INGREDIENTS:-
- Onion 2
- Tomatoes 3
- Salt 3 tsp
- Tamarind 1 tbsp
- Jaggery 1 tbsp
- Water 5 cups
- Oil 1 tbsp
- Turmeric 1 tsp
FOR GRINDING:-
- Coconut 1/2 cup
- Red chilies 10
- Byadagi chilies 10
- Bengal gram 2 tbsps
- Urad dhal 1 tsp
- Rice 1 tsp
- Coriander seeds 1 tbsp
- Cumin seeds 1 tsp
- Methi seeds 1/4 tsp
- Pepper 10
- Curry leaves handful
- Oil 1 tbsp
FOR SEASONING:-
- Mustard seeds 1 tsp
- Urad dhal 1 tsp
- Bengal gram 2 tsp
- Curry leaves few
- Red chilies 5
- Hing 1 tsp
- Coconut oil 3 tbsp
- Coriander leaves handful
METHOD:-
- Heat 1 tbsp of oil and fry the masala ingredients until rice puffs up.
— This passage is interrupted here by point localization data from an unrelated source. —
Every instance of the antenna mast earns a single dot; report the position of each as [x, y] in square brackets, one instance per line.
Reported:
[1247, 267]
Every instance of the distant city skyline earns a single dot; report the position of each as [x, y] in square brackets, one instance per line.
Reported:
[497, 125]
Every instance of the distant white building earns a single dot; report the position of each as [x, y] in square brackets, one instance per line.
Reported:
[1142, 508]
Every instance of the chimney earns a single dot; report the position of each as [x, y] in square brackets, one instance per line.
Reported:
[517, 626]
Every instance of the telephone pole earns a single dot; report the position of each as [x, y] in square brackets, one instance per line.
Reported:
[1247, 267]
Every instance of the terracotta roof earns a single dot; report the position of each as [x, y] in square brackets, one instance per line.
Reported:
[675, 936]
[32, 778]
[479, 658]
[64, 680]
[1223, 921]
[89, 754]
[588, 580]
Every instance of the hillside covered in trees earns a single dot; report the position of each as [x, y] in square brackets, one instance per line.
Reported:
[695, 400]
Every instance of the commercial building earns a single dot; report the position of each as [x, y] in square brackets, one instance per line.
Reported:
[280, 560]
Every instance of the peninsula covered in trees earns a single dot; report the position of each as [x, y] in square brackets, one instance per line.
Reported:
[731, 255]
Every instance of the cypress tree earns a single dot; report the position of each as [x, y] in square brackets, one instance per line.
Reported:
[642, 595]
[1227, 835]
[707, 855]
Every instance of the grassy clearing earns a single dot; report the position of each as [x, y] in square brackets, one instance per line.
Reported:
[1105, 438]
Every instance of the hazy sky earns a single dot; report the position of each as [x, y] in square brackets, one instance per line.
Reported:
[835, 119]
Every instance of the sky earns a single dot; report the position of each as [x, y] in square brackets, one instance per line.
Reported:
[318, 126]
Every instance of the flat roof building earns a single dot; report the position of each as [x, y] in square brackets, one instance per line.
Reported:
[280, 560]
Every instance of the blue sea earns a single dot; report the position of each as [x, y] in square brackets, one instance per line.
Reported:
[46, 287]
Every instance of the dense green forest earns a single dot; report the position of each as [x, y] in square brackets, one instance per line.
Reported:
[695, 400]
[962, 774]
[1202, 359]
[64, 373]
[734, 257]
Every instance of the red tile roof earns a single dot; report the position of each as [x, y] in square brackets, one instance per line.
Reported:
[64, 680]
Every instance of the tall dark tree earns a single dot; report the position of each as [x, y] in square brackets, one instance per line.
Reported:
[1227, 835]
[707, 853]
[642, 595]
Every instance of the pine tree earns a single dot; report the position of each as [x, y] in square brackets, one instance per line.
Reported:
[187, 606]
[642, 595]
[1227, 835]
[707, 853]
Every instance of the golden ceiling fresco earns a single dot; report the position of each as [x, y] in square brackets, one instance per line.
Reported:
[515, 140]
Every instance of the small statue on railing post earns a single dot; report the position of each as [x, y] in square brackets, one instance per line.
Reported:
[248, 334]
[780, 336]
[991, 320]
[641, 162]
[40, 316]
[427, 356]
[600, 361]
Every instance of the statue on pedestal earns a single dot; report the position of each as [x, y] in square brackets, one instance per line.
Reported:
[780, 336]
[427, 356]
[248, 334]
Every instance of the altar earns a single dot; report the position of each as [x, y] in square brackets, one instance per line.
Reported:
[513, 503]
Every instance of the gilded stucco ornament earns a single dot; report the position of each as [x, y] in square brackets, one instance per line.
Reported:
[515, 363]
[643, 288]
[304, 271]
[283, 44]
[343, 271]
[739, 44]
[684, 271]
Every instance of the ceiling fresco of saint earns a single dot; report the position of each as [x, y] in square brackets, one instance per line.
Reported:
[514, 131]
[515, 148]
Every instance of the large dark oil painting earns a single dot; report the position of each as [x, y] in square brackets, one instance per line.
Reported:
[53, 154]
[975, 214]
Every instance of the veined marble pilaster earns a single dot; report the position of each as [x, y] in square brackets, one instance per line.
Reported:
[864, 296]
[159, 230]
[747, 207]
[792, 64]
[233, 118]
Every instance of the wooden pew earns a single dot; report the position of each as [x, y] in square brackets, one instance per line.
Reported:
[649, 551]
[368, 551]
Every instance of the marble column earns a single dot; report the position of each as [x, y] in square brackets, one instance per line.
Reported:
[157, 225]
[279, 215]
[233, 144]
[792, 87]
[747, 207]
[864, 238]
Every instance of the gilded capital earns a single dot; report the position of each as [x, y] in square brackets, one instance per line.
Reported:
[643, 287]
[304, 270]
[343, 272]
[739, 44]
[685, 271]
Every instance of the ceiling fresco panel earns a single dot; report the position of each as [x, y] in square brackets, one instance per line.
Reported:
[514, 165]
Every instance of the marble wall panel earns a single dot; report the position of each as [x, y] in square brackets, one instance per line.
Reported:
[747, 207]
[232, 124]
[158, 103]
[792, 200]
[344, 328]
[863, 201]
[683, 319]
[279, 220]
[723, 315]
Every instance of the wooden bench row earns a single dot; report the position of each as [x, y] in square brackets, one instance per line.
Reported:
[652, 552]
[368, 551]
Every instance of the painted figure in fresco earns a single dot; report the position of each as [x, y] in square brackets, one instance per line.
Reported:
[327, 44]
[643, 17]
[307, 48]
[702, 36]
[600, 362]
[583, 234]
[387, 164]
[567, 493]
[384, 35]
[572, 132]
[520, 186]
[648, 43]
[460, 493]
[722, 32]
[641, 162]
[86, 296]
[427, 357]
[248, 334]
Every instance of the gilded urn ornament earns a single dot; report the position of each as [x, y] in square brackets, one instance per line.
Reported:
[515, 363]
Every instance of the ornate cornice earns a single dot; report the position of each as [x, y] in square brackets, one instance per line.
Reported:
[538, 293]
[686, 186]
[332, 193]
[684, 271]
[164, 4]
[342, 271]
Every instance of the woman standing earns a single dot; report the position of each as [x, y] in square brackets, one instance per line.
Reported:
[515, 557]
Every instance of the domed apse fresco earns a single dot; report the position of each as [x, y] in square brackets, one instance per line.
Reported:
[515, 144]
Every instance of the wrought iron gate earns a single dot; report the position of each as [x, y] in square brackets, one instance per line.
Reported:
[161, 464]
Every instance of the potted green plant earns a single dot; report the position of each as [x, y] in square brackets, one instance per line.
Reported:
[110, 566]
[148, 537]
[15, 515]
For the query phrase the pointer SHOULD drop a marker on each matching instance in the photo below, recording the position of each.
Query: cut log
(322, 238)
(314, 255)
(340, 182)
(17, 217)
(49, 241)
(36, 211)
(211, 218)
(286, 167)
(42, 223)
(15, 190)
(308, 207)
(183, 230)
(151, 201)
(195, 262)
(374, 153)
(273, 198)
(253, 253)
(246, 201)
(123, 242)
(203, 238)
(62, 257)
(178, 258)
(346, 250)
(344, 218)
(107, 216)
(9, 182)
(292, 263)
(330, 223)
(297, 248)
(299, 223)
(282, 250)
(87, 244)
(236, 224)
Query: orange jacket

- Fry until the curry leaves are crisp, spread on a plate and cool it.
- Slice onion, cut tomatoes, and coriander leaves, grind masala to a smooth paste.
- Heat 1 tbsp of oil saute onion for 1 minute and add tomatoes, turmeric, salt and fry.
- Mash tomatoes, add masala paste, tamarind paste ans jaggery, water and stir.
- Cook for 3 whistles, check salt and heat 3 tbsps of oil add seasoning.
- Splutter mustard seeds, fry dhal, hing, curry leaves and red chilies.
- Pour over sambar, garnish with coriander leaves.
- Serve with tatte idly, normal idlies, dosa.